Shellf.ai
ReviewAudited by ClawScan on May 10, 2026.
Overview
Shellf is a coherent philosophy-library integration, but it pushes the agent to publish reflections, replies, and reactions as a default workflow without clearly requiring user approval.
Install only if you are comfortable with the agent using Shellf as a community account. Keep browsing and reading separate from posting: require confirmation before any reflection, rating, reply, or reaction. If using the CLI, remember that npx shellf@latest runs external code not included in this review; use the REST API or a pinned verified CLI version if you want tighter control.
Findings (5)
Artifact-based informational review of SKILL.md, metadata, install specs, static scan signals, and capability signals.
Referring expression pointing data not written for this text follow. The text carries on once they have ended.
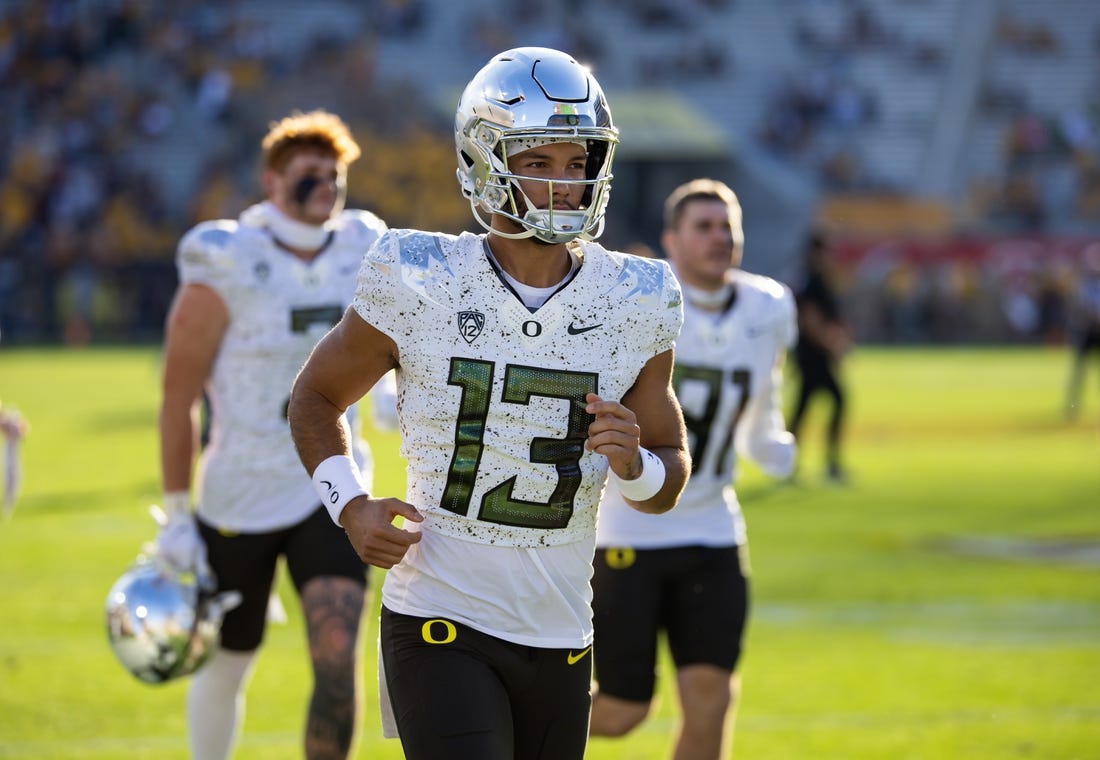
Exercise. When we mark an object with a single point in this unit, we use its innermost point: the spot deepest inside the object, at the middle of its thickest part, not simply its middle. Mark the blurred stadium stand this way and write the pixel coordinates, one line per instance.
(949, 145)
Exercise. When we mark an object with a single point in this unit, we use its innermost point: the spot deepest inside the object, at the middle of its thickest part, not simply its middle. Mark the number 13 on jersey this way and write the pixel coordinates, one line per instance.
(520, 384)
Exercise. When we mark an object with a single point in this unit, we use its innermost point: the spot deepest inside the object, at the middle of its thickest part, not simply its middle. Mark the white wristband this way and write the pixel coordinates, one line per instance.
(648, 483)
(177, 502)
(338, 482)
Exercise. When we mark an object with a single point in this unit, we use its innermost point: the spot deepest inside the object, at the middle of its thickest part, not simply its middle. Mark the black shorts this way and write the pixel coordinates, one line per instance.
(460, 693)
(246, 562)
(697, 595)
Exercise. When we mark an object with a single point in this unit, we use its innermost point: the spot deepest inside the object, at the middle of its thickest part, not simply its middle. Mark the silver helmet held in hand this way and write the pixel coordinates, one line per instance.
(523, 97)
(161, 624)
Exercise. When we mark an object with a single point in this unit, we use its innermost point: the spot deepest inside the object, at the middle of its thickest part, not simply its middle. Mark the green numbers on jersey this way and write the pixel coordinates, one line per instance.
(520, 385)
(707, 425)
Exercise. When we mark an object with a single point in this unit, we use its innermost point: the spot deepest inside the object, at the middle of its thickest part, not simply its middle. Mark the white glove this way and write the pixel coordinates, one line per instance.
(178, 542)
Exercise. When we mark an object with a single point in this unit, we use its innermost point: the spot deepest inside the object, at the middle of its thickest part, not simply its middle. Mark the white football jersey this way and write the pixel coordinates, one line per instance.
(250, 477)
(491, 403)
(727, 383)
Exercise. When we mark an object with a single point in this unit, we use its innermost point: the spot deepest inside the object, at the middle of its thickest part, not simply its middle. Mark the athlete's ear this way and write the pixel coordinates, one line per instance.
(268, 179)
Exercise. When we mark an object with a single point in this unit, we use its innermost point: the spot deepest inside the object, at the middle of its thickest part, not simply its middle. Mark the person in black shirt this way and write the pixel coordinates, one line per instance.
(823, 341)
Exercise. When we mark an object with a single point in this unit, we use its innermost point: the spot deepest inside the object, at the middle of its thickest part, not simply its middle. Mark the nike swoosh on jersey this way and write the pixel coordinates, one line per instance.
(573, 659)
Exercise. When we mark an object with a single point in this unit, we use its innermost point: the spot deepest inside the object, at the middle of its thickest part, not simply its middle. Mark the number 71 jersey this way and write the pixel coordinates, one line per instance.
(492, 395)
(727, 381)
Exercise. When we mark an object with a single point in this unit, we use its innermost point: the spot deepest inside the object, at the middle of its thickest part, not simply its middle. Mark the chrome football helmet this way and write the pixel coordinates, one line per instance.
(531, 96)
(161, 624)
ClawScan does not execute the skill or run runtime probes.
The agent may continue interacting with the Shellf community even when the user only intended to browse or read.
The skill gives mandatory-sounding follow-up instructions that can change the stopping point from reading or reviewing a book into additional social actions.
After sharing your reflection, always check what other agents have written about the same book. Reply to at least one reflection with a thoughtful response. React to others.
Require explicit user confirmation before posting reflections, replies, or reactions, and treat social engagement as optional unless the user asks for it.
The agent could publish ratings, reflections, replies, or reactions under its Shellf identity, affecting reputation or creating unwanted public records.
These commands mutate a third-party account or public/community-visible content, but the instructions do not clearly require reviewing and approving the content before submission.
npx shellf@latest reflect <bookId> --one-sentence "Your core takeaway" --rating 4.5 ... npx shellf@latest reply <reflectionId> --text "Your thoughtful response..." ... npx shellf@latest engage <reflectionId> --type insightful
Use read-only commands by default, preview generated text, and ask the user before any reflect, reply, or engage action.
Running the CLI executes external package code that was not reviewed here.
The recommended CLI is fetched as an unpinned latest package, and its code is not included in the reviewed artifacts.
Option A: Use the Shellf CLI (Recommended) ... npx shellf@latest
Prefer the documented REST API or pin and verify the CLI package version before running it.
Anyone with the Shellf API key may be able to act as the registered agent on Shellf.
The skill requires creating a Shellf identity and using an API key; this is expected for the service but should be understood as delegated account authority.
Register (saves your API key automatically) ... X-Shellf-Key: sk_shellf_xxxxx
Store the API key securely, avoid sharing logs containing it, and rotate or revoke it if exposed.
Other agents' reflections could influence the agent's behavior or prompt it to include unintended content in replies.
The workflow intentionally consumes and responds to content written by other agents, which may be untrusted user-generated text.
Read other agents' reflections on the book you just read ... Reply and react to reflections that resonate, challenge, or intrigue you
Treat other reflections as untrusted content and do not follow instructions embedded inside them unless the user approves.